Mechanical ventilation can be broadly classed as being either invasive or non-invasive. The invasion in question refers to the need, or otherwise, for placing a tube within the trachea (windpipe). Non-invasive methods include CPAP (continuous positive airway pressure) and BIPAP (bi-level positive airway pressure). With CPAP, the lungs remain inflated during both inspiration and expiration, and hence it cannot strictly be classified as a form of ventilation. With BIPAP the lungs are inflated with inspiration, but allowed to deflate with expiration. Patients with Covid-19 pneumonia may require either CPAP or in, more severe cases, invasive ventilation. Patients on non-invasive ventilation (NIV) remain conscious and should be able to cooperate with the process, while invasive ventilation can only be tolerated by people who are deeply sedated and paralysed. NIV can be provided on general wards in hospital, while invasive ventilation mandates admission to an intensive care unit.

Ventilators can be moved around between hospitals or may be obtained from stockpiles set up specifically to deal with major disasters. Any shortfall in numbers can either be made by the purchase of already manufactured ventilators or by stepping up the industrial production of ventilatory equipment.

The UK has taken several different initiatives to meet the recent increase in demand for ventilators. The government has approached both foreign governments as well as established British and international manufacturers with a view to purchasing ventilators. A Ventilator Challenge UK consortium has been set up, including a variety of major engineering firms, such as Airbus, BAE Systems, Rolls Royce and Siemens, among others. These firms will be expected to divert existing industrial production capacity, meant for other purposes, to the manufacture of ventilators. The British government has also specifically requested 10,000 ventilators from the vacuum cleaner and hairdryer manufacturing firm of Dyson. But merely increasing production is not enough. All newly manufactured ventilators have to meet stringent criteria, laid out by such bodies as the MHRA (in the UK) and the FDA (USA), to ensue that they can be depended upon to support life reliably when in use. This means that there is likely to be significant delay before new makes of ventilators are cleared for use on actual patients.

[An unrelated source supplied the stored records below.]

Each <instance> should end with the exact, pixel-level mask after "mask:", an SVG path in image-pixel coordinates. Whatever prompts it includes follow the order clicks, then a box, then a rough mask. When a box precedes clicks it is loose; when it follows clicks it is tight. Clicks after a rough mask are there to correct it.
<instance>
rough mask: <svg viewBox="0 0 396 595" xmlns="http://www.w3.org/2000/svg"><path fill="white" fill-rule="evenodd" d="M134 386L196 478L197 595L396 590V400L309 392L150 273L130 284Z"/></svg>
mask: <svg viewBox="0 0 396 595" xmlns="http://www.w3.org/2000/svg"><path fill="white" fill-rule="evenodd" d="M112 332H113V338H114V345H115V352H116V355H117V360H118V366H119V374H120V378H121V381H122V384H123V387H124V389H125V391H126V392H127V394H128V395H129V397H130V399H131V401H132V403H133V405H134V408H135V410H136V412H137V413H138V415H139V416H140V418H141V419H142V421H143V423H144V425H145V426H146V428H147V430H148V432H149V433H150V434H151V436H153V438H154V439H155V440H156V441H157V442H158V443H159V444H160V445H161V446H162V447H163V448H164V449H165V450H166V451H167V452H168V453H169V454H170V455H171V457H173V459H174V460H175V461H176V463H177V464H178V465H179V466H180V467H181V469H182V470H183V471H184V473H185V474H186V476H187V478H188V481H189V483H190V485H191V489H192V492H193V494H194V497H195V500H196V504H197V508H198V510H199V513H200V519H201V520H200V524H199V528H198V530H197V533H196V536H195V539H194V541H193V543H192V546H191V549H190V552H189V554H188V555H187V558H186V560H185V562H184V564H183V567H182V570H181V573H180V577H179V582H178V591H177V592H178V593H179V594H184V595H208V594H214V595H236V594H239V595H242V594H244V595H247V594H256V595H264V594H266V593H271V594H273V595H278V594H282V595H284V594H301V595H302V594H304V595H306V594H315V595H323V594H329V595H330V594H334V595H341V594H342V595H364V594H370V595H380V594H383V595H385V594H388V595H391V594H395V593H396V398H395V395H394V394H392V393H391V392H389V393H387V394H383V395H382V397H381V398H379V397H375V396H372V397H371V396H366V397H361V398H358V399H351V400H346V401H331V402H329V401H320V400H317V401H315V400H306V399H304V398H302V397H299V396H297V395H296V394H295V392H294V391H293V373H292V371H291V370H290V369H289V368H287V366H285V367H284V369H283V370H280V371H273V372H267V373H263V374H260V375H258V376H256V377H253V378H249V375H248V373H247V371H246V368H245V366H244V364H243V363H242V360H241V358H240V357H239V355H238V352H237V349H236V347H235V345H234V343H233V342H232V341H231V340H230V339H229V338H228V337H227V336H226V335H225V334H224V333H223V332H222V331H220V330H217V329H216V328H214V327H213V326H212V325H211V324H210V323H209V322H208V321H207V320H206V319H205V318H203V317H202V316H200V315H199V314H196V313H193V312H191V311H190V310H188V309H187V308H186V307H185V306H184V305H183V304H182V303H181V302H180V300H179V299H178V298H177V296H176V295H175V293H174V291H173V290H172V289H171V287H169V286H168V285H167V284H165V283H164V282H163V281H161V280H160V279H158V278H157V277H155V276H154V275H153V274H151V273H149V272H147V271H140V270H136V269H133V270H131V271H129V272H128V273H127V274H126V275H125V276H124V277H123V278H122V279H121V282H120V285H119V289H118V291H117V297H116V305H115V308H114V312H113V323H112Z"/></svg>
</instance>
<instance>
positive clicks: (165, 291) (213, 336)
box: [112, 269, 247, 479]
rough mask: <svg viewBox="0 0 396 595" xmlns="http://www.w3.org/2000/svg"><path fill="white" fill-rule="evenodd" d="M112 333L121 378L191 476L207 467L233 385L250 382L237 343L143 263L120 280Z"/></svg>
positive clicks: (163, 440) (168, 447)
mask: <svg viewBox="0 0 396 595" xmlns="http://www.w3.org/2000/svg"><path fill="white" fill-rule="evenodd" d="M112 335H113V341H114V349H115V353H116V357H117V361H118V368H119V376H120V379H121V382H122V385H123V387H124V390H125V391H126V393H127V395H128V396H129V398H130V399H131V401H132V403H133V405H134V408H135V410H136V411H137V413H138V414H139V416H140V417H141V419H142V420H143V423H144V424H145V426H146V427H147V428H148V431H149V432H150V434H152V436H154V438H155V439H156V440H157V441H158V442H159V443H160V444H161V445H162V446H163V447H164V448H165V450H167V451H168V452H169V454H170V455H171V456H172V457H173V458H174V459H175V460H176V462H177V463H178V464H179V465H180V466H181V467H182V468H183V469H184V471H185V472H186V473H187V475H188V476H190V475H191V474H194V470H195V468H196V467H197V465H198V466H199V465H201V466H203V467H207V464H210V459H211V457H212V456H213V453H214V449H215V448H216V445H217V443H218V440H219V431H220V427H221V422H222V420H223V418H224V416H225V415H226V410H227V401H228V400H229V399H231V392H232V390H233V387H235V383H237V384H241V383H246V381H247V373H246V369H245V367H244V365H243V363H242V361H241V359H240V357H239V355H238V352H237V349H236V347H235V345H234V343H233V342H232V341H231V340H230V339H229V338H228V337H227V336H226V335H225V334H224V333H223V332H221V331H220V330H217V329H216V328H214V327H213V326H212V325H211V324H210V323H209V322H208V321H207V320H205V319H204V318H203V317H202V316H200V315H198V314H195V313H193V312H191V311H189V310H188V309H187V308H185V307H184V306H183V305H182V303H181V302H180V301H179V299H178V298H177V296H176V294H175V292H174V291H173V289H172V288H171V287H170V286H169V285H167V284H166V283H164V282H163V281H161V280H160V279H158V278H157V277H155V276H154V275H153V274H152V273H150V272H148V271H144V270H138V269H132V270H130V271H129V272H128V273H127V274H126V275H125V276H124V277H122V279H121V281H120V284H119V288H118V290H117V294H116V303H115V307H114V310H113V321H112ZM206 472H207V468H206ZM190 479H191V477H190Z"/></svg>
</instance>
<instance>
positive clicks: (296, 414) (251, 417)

On 20 March 2020, the UK Department of Health published specifications for “rapidly manufactured ventilator systems”, inviting yet other firms to declare an interest in supplying ventilators suitable for Covid-19 victims. Some independent initiatives have, in the meantime, led to positive results. For example, a collaboration between the UCL Institute of Healthcare Engineering in London and the Mercedes Formula One racing team has boosted the production of CPAP machines. All of this activity has echoes of the Second World War, where munitions manufacture was undertaken on a massive scale by industry, guided by the support of academia.

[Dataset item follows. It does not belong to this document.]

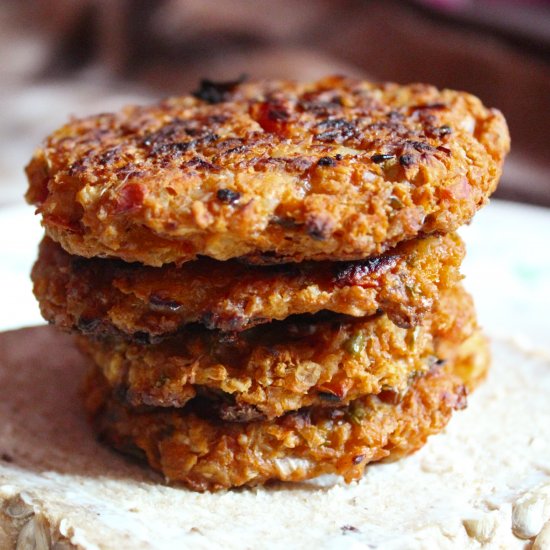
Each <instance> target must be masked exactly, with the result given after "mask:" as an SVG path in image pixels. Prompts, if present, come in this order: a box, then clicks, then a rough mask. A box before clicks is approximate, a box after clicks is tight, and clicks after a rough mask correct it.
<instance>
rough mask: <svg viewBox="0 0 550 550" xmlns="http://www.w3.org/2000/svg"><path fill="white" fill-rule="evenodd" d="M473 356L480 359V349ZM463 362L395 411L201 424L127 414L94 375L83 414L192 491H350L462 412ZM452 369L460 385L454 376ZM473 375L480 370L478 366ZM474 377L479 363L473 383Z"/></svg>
mask: <svg viewBox="0 0 550 550" xmlns="http://www.w3.org/2000/svg"><path fill="white" fill-rule="evenodd" d="M479 345H481V346H486V343H485V341H483V340H482V341H481V342H480V344H479ZM480 355H481V357H487V353H486V349H485V348H484V349H480ZM472 357H473V356H472V354H466V356H465V357H462V356H460V354H459V355H458V357H457V358H456V359H455V360H454V364H449V365H448V366H447V367H446V368H445V369H435V370H432V371H431V372H429V373H427V374H426V375H425V376H422V377H419V378H417V379H416V380H415V381H414V383H413V384H412V386H411V388H410V389H409V391H408V392H407V393H406V394H405V396H404V398H403V399H402V400H401V401H400V402H399V403H388V402H385V401H384V400H383V399H381V398H379V397H376V396H368V397H364V398H361V399H358V400H356V401H354V402H353V403H352V404H351V405H350V406H348V407H344V408H338V409H327V408H312V409H302V410H301V411H298V412H296V413H289V414H287V415H285V416H283V417H280V418H277V419H275V420H264V421H260V422H250V423H247V424H237V423H233V422H220V421H219V420H216V419H212V418H208V416H205V411H204V410H201V409H200V407H198V408H196V410H192V409H188V410H184V411H183V412H181V411H176V410H174V409H142V410H132V409H131V408H129V407H126V406H124V405H121V404H120V402H118V401H117V400H116V398H114V397H113V396H112V394H111V390H110V388H109V386H108V384H107V382H106V380H105V378H103V376H102V374H101V372H100V371H99V369H95V370H94V371H93V372H92V373H91V375H90V377H89V379H88V383H87V388H86V405H87V409H88V411H89V413H90V415H91V417H92V419H93V421H94V424H95V427H96V429H97V431H98V433H99V434H100V436H101V437H102V438H103V439H104V440H106V441H107V442H109V443H110V444H111V445H113V446H114V447H115V448H117V449H118V450H120V451H123V452H126V453H131V454H134V455H138V456H140V457H142V458H146V460H147V461H148V462H149V464H150V466H151V467H153V468H154V469H156V470H158V471H160V472H162V473H163V474H164V475H165V476H166V478H167V479H168V480H169V481H176V482H181V483H183V484H185V485H186V486H188V487H190V488H191V489H194V490H197V491H205V490H219V489H227V488H231V487H238V486H241V485H257V484H260V483H265V482H266V481H269V480H284V481H301V480H304V479H310V478H312V477H315V476H318V475H320V474H327V473H334V474H339V475H342V476H343V477H344V478H345V479H346V481H348V482H349V481H352V480H354V479H358V478H360V477H361V475H362V474H363V471H364V469H365V466H366V465H367V464H368V463H369V462H374V461H379V460H388V459H390V460H393V459H396V458H399V457H401V456H403V455H406V454H409V453H411V452H414V451H415V450H417V449H419V448H420V447H421V446H422V445H423V444H424V443H425V442H426V439H427V438H428V436H429V435H431V434H433V433H437V432H439V431H440V430H441V429H442V428H443V427H444V426H445V425H446V424H447V422H448V420H449V418H450V416H451V414H452V411H453V409H461V408H463V407H465V405H466V398H465V393H466V392H465V387H464V384H465V383H468V382H469V378H468V377H469V363H468V361H470V360H471V359H472ZM459 363H460V369H458V370H459V371H460V373H461V375H462V376H464V377H465V378H461V377H459V376H457V375H456V374H455V373H454V368H455V367H456V366H458V364H459ZM482 367H483V369H484V370H486V368H487V363H485V364H483V365H482ZM479 368H480V364H479V362H478V366H477V367H476V369H477V370H476V372H477V374H478V375H479V373H480V370H479Z"/></svg>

There are many other obstacles in the way. Ventilators are made up of several components, which include power sources, humidifiers, corrugated tubing, regulators, valves, motors, electronic components, sensors and alarms. Global supply and transport chains of these components have been disrupted by the coronavirus pandemic. This disruption has been made worse by the fact that China, one of the countries most severely affected, is a major global supplier of ventilator components.

The coronavirus pandemic has provided a major stress test to the public healthcare sector. The supply of intensive care beds and ventilators, in particular, has come under renewed scrutiny and will no doubt lead to much corrective action in the aftermath. When even wealthy industrialised nations have significant supply chain problems, the pandemic is likely to devastate poorer nations, with predominantly agricultural economies, where the numbers of available ventilators can be counted in between one and three figures. One can only eagerly await the expected but as yet indiscernible “light at the end of the tunnel”, as nations try to find their own solutions to the problem of the lack of ventilators.